Been reading on this site for awhile trying to learn more about this. I just had a six month blood test and all this came up. I appreciate everyone telling their story. My Recent lab results. I am still in still in shock about this. This is what my oncologist came up with on blood tests. He still hasn't done a bone marrow test, so I am not sure how he knows it's ET for sure.. I am supposed to return July 9, 2021 for blood tests again to se if my platelet count has dropped. I have a visit to the urologist August 18, 2021. My father passed away with prostate cancer.

Recent Labs

Component Name 05/28/21 1232 05/19/21 1104 11/18/20 1002

WBC 13.3* 13.3* 11.3*

HGB 12.6 13.5 13.8

HCT 40.6 44.1 45.8

PLTCOUNT 767* 860* 509*

Assessments and Recommendations:

1. Essential Thrombocytosis

2. Leucocytosis

3. Neutrophilia

4. Elevated PSA

-leukocytosis with neutrophilia and thrombocytosis, workup done showed him to be positive for CALR mutation, he tested negative for JAK2 V617F mutation, Exon 12 mutation and MPL mutation. BCR-ABL PCR was negative.
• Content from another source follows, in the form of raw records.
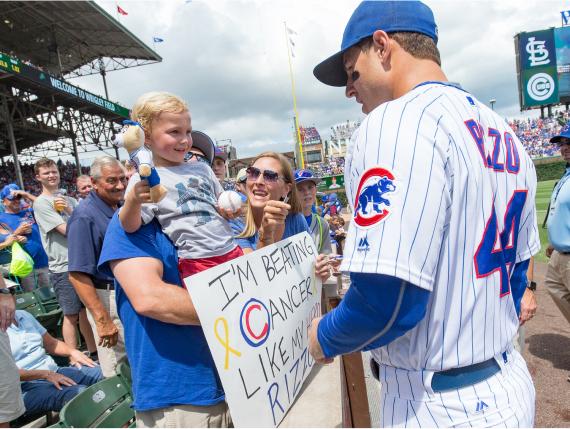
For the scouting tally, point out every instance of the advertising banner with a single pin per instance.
(538, 73)
(16, 67)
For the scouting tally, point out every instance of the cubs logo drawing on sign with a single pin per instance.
(255, 322)
(371, 200)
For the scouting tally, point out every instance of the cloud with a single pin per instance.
(228, 59)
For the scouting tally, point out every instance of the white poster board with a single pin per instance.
(255, 312)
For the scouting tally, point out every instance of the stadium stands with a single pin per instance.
(535, 133)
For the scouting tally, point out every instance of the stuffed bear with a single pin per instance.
(132, 139)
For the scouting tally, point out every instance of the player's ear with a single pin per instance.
(382, 45)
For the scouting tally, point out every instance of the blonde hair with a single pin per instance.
(149, 106)
(287, 173)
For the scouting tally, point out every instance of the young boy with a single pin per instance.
(188, 214)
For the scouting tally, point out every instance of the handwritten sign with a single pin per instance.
(255, 312)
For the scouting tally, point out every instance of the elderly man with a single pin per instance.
(45, 385)
(52, 211)
(11, 403)
(18, 224)
(558, 274)
(84, 186)
(86, 231)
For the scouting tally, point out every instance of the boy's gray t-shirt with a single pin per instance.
(55, 244)
(188, 214)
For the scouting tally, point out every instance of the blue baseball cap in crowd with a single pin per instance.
(369, 16)
(220, 153)
(203, 142)
(563, 137)
(305, 176)
(7, 191)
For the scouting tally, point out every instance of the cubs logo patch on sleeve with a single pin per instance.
(372, 197)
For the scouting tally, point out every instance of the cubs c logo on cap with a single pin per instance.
(371, 200)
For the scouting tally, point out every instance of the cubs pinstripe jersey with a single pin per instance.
(442, 193)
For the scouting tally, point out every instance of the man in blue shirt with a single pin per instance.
(45, 385)
(85, 233)
(557, 276)
(175, 382)
(17, 224)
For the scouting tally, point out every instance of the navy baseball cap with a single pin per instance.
(203, 142)
(563, 137)
(7, 191)
(369, 16)
(221, 153)
(304, 176)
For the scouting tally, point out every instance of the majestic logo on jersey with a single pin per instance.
(371, 202)
(481, 406)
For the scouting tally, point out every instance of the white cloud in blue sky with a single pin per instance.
(228, 59)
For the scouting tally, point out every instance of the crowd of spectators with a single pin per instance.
(535, 133)
(310, 135)
(344, 131)
(67, 170)
(333, 166)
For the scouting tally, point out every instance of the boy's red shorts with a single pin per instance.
(187, 267)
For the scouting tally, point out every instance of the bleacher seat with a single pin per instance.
(106, 404)
(43, 308)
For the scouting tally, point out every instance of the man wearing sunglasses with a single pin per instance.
(18, 225)
(306, 184)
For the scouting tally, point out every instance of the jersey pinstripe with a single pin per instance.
(433, 177)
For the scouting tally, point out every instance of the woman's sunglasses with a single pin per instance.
(198, 157)
(253, 174)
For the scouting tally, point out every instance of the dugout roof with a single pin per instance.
(80, 31)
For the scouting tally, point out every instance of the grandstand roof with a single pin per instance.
(81, 31)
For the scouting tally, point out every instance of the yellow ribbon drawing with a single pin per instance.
(225, 343)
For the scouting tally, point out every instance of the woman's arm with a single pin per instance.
(150, 296)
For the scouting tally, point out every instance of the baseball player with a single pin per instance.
(443, 198)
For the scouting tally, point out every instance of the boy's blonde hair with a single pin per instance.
(150, 105)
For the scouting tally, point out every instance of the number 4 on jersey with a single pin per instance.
(497, 251)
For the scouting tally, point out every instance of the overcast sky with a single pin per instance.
(228, 60)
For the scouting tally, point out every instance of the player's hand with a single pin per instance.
(274, 214)
(59, 380)
(23, 229)
(9, 240)
(21, 239)
(7, 310)
(77, 359)
(323, 268)
(528, 306)
(229, 214)
(314, 346)
(108, 333)
(140, 193)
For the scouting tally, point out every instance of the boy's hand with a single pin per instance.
(140, 193)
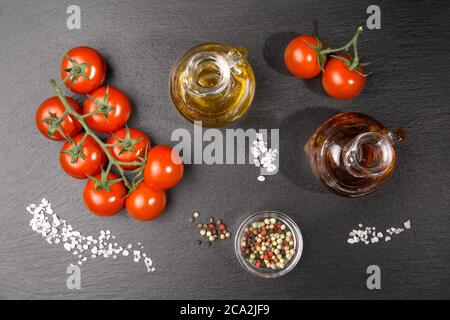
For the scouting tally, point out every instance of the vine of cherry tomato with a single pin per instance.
(105, 201)
(83, 70)
(164, 168)
(303, 58)
(85, 155)
(146, 203)
(341, 82)
(86, 159)
(135, 143)
(115, 107)
(343, 76)
(50, 112)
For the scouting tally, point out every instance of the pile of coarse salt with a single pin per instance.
(263, 156)
(57, 231)
(371, 235)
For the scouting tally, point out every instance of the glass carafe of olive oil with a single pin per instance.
(213, 83)
(353, 154)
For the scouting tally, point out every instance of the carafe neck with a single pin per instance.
(210, 73)
(369, 154)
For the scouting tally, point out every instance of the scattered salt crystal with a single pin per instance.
(58, 231)
(263, 156)
(368, 235)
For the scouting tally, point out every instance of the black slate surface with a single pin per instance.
(140, 40)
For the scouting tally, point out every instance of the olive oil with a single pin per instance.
(212, 83)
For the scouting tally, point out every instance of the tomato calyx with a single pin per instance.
(353, 63)
(53, 123)
(102, 106)
(75, 151)
(320, 51)
(139, 172)
(77, 70)
(103, 183)
(126, 143)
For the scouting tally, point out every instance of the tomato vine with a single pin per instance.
(102, 183)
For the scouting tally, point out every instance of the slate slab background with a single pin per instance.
(140, 40)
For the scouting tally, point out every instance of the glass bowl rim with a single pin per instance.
(298, 239)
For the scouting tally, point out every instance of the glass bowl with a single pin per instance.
(263, 271)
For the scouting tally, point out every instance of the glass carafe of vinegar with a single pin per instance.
(213, 83)
(353, 154)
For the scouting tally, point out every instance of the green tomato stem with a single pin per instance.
(90, 132)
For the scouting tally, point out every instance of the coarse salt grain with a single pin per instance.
(263, 156)
(56, 230)
(368, 235)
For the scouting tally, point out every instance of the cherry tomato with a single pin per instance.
(135, 142)
(164, 168)
(52, 109)
(110, 101)
(104, 202)
(302, 60)
(86, 160)
(145, 203)
(83, 70)
(341, 82)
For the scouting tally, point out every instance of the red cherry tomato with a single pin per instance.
(112, 102)
(135, 142)
(164, 168)
(146, 203)
(52, 109)
(302, 60)
(86, 161)
(341, 82)
(83, 70)
(104, 202)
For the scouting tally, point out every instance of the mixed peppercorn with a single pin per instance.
(213, 230)
(268, 244)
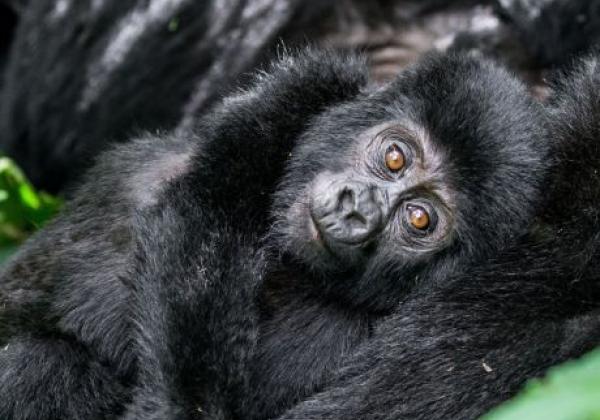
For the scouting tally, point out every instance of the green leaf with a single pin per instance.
(569, 392)
(22, 208)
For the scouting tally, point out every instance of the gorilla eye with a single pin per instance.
(418, 217)
(394, 158)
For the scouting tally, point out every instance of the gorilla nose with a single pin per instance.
(348, 213)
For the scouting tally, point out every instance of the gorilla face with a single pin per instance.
(391, 195)
(437, 168)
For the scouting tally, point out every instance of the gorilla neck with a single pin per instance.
(288, 280)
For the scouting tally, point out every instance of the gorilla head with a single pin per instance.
(409, 181)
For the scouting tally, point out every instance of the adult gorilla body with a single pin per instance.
(202, 308)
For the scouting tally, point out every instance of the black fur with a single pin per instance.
(78, 75)
(169, 301)
(212, 320)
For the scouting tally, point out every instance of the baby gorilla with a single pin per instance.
(384, 194)
(233, 273)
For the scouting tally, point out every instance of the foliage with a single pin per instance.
(569, 392)
(22, 208)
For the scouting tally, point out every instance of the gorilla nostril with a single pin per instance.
(346, 201)
(355, 216)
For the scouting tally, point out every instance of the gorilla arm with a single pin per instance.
(458, 351)
(199, 258)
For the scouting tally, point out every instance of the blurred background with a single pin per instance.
(78, 75)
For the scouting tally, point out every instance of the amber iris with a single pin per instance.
(418, 217)
(394, 158)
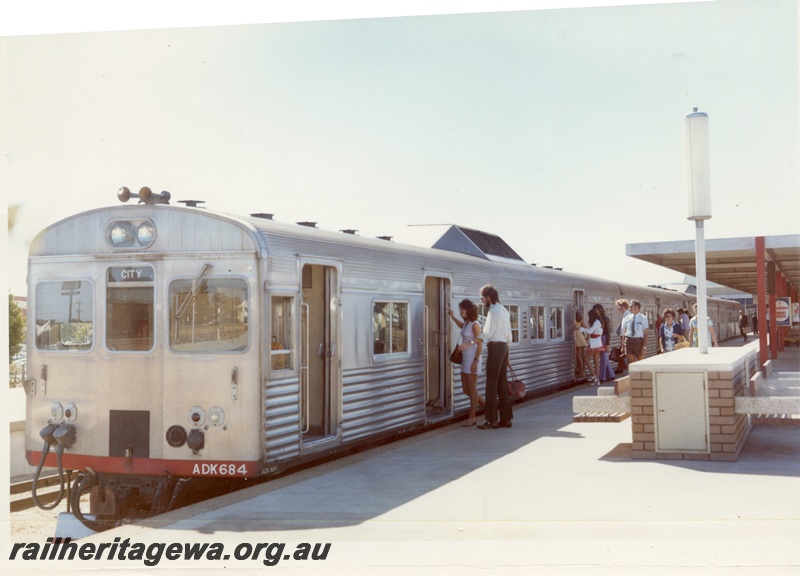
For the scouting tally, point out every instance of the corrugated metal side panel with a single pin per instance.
(544, 366)
(281, 417)
(381, 398)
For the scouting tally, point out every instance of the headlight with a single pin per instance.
(121, 234)
(197, 416)
(70, 412)
(56, 411)
(146, 234)
(131, 233)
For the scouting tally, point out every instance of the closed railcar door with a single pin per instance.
(438, 371)
(319, 377)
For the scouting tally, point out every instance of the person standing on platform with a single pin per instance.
(669, 332)
(580, 346)
(497, 336)
(743, 325)
(623, 307)
(606, 371)
(683, 320)
(595, 334)
(634, 327)
(693, 330)
(471, 345)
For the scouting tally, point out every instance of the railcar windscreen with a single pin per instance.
(64, 315)
(129, 308)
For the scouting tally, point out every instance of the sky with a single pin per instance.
(560, 130)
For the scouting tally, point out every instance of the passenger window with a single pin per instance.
(513, 312)
(64, 313)
(537, 323)
(281, 344)
(209, 315)
(390, 327)
(129, 308)
(556, 323)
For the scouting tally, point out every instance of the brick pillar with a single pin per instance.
(727, 430)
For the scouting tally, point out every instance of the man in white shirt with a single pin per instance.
(634, 328)
(497, 336)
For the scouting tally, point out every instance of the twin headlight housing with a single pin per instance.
(139, 233)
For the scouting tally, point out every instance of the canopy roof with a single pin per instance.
(729, 261)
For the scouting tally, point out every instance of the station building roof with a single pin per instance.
(730, 262)
(462, 240)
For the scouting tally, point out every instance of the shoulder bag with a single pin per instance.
(516, 387)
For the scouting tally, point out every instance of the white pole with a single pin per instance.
(702, 306)
(698, 186)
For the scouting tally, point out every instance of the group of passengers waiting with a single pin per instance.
(675, 330)
(591, 341)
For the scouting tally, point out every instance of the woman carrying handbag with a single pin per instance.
(471, 346)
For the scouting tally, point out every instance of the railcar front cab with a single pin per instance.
(147, 368)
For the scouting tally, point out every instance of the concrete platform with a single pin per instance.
(546, 497)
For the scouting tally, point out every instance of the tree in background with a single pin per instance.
(16, 328)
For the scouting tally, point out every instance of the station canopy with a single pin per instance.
(730, 262)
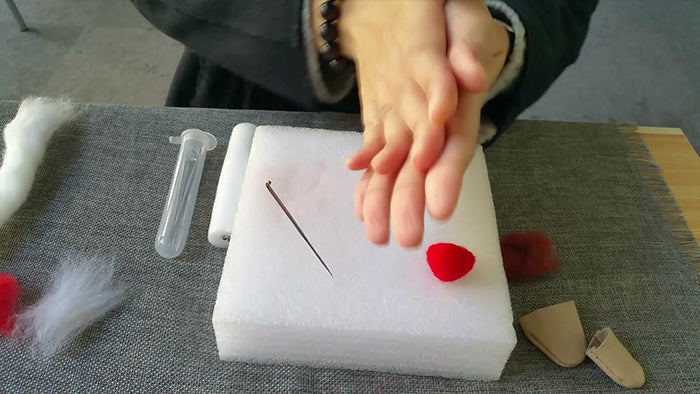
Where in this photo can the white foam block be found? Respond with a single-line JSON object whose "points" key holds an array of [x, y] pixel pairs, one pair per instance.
{"points": [[383, 309]]}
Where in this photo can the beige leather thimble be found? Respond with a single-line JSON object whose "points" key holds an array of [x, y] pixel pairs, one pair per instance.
{"points": [[556, 330], [614, 359]]}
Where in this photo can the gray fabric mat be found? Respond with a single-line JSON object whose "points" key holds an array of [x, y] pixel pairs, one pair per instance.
{"points": [[102, 187]]}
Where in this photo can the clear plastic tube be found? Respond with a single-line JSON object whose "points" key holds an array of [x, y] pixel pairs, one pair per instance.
{"points": [[177, 213]]}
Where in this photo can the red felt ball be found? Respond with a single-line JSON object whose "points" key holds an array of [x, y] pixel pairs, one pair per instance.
{"points": [[449, 262], [9, 293], [527, 255]]}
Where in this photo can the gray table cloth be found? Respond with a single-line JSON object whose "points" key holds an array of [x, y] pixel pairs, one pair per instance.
{"points": [[626, 258]]}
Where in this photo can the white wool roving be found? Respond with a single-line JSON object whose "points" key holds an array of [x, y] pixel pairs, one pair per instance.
{"points": [[26, 137], [81, 293]]}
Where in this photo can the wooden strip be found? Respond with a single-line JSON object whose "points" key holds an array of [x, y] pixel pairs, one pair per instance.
{"points": [[681, 169], [659, 130]]}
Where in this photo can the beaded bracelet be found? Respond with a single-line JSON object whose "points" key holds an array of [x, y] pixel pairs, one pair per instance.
{"points": [[329, 31]]}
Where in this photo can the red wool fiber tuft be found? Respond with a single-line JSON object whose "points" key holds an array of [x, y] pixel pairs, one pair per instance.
{"points": [[449, 262]]}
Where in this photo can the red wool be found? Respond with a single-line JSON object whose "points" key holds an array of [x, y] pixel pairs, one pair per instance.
{"points": [[9, 293], [449, 262], [527, 255]]}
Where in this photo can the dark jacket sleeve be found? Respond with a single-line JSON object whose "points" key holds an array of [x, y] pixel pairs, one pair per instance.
{"points": [[258, 40], [554, 33]]}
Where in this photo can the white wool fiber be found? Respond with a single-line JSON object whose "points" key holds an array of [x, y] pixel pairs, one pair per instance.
{"points": [[26, 137], [81, 293]]}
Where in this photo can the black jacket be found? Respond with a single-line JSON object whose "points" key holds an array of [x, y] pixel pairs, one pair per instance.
{"points": [[250, 54]]}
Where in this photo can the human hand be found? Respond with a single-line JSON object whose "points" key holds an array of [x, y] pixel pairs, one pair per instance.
{"points": [[477, 50], [407, 89]]}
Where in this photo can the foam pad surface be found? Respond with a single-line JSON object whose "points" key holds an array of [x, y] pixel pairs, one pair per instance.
{"points": [[383, 309]]}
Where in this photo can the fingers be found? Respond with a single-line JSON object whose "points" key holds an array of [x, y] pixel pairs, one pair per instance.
{"points": [[375, 208], [360, 190], [444, 180], [433, 74], [408, 206], [398, 143], [468, 70], [373, 134], [373, 143]]}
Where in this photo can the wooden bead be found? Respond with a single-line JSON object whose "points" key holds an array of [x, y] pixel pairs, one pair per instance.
{"points": [[339, 64], [329, 32], [330, 51], [330, 11]]}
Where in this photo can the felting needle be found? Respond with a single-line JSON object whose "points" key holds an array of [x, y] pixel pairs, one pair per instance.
{"points": [[268, 185]]}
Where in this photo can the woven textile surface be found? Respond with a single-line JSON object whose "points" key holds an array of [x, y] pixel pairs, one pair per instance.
{"points": [[101, 190]]}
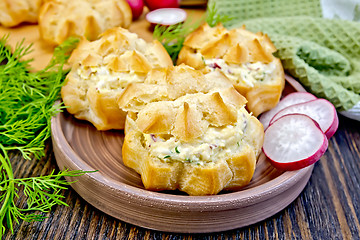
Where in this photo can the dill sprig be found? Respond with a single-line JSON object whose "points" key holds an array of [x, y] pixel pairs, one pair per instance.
{"points": [[27, 104], [172, 37]]}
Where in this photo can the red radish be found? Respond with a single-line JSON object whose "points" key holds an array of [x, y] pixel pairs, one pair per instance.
{"points": [[156, 4], [137, 7], [294, 141], [166, 16], [320, 110], [290, 99]]}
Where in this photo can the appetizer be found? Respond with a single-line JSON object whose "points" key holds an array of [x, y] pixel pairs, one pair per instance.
{"points": [[244, 57]]}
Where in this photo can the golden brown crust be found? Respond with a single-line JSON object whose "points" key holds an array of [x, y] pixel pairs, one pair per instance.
{"points": [[102, 69], [189, 120], [169, 84], [14, 12], [60, 19], [236, 47]]}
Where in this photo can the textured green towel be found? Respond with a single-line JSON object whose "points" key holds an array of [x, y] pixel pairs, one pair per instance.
{"points": [[323, 54]]}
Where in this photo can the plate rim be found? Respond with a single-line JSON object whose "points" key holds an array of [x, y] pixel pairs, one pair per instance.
{"points": [[224, 201]]}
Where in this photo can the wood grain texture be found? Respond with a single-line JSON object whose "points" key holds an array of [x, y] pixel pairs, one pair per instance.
{"points": [[328, 208]]}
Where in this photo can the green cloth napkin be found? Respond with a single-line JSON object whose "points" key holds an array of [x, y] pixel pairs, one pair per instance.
{"points": [[323, 54]]}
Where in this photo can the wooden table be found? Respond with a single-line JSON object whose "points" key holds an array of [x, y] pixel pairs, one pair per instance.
{"points": [[328, 208]]}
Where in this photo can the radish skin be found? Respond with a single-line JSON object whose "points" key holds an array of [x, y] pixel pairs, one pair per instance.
{"points": [[156, 4], [137, 7], [166, 16], [294, 141], [290, 99], [320, 110]]}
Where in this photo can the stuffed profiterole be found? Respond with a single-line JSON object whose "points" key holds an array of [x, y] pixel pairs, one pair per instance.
{"points": [[102, 69], [244, 57], [200, 141]]}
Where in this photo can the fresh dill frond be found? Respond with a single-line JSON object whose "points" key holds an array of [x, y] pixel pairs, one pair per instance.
{"points": [[213, 17], [27, 104], [172, 37]]}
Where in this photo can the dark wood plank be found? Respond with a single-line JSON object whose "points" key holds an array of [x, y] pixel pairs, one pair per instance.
{"points": [[328, 208]]}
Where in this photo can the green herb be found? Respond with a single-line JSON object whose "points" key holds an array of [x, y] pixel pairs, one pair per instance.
{"points": [[213, 17], [26, 108], [172, 37], [177, 150]]}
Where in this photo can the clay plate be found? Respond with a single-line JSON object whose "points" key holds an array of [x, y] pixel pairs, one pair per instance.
{"points": [[118, 191]]}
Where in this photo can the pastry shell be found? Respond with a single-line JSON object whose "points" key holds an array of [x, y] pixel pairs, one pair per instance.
{"points": [[60, 19], [102, 69], [237, 48], [188, 120]]}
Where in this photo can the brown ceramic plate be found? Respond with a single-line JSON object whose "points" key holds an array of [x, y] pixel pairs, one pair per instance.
{"points": [[118, 191]]}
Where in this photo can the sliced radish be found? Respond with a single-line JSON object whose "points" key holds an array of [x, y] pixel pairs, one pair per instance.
{"points": [[166, 16], [294, 141], [320, 110], [290, 99], [137, 7], [156, 4]]}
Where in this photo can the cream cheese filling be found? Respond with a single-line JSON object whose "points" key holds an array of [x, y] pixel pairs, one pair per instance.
{"points": [[246, 73], [104, 79], [216, 143]]}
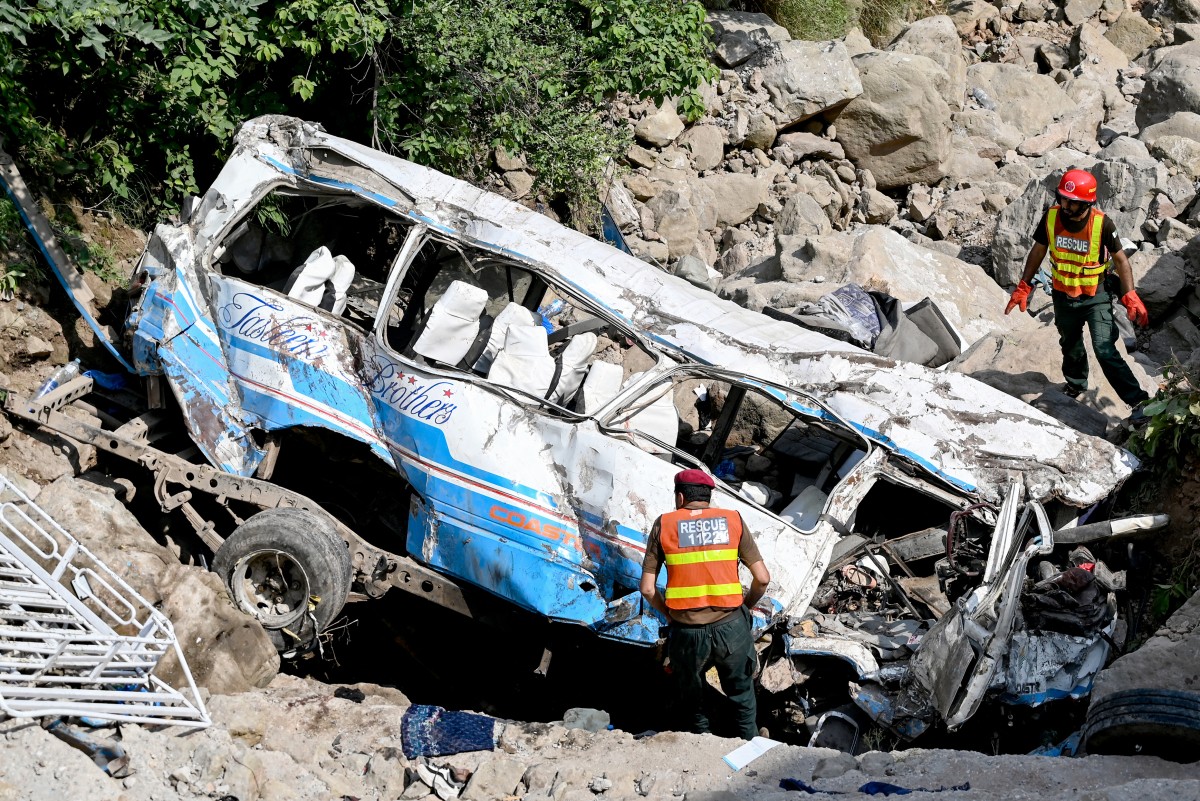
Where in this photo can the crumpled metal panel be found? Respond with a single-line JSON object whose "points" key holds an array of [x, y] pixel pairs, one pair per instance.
{"points": [[965, 432]]}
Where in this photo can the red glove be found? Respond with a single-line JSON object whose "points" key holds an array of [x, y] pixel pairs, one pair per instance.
{"points": [[1137, 309], [1020, 297]]}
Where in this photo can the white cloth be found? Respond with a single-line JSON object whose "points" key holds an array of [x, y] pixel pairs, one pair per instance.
{"points": [[511, 314], [525, 361], [453, 324], [574, 361]]}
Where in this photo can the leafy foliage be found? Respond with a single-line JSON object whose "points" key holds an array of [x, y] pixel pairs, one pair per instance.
{"points": [[133, 101], [1171, 438], [531, 77]]}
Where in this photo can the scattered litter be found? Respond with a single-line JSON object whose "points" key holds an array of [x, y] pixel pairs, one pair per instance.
{"points": [[439, 778], [107, 754], [430, 730], [60, 612], [351, 693], [744, 754], [883, 788], [870, 788]]}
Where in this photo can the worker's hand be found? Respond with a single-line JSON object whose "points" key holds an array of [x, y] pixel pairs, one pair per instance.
{"points": [[1020, 297], [1135, 308]]}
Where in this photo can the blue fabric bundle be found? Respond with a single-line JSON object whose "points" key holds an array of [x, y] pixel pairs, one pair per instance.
{"points": [[433, 732]]}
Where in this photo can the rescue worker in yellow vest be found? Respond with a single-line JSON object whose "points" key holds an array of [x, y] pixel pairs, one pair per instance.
{"points": [[1086, 264], [709, 613]]}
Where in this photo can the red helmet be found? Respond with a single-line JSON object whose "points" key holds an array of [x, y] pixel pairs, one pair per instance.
{"points": [[697, 477], [1078, 185]]}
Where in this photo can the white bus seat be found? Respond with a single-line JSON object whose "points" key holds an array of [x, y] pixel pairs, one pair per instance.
{"points": [[601, 385], [307, 282], [659, 417], [453, 324], [805, 509], [341, 281], [525, 361], [574, 363], [511, 314]]}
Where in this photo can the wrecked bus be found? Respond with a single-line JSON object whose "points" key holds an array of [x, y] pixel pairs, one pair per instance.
{"points": [[395, 379]]}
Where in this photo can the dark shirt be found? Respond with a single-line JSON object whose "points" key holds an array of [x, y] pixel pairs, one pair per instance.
{"points": [[748, 554], [1109, 240]]}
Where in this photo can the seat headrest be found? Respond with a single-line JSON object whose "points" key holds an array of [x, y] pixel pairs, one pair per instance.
{"points": [[526, 341]]}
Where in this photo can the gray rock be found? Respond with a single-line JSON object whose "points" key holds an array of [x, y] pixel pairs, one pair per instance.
{"points": [[731, 22], [1185, 124], [736, 47], [875, 763], [226, 650], [495, 778], [899, 126], [1173, 86], [807, 78], [736, 196], [694, 270], [1181, 151], [936, 38], [1159, 277], [1080, 11], [970, 14], [1025, 101], [1123, 148], [675, 220], [706, 143], [803, 216], [988, 125], [1132, 35], [1170, 660], [809, 145], [1096, 55], [659, 127], [834, 766], [761, 132], [1175, 235], [1014, 230]]}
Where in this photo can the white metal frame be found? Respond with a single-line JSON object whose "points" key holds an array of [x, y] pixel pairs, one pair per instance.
{"points": [[75, 638]]}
Iron studies showed good iron stores. ESR and CRP were within normal limits.

He had a CT scan lung cancer screening which did not show any lung nodules.

This is consistent with a diagnosis of CALR positive essential thrombocytosis, he has elevated platelet count of 773, I have discussed with him that patients with myeloproliferative neoplasms with elevated platelet count there is a risk of thrombosis, patients with CALR mutant thrombocytosis have a relatively low risk of thrombosis compared to the other in today's however I will recommend lowering the platelet count with hydroxyurea.

I discussed the side effects of the drug with the patient in detail including but not limited to and depression of blood counts, ulcers, nausea, vomiting, diarrhea, he expresses understanding and agrees to proceed.

A printout of the drug was provided to the patient.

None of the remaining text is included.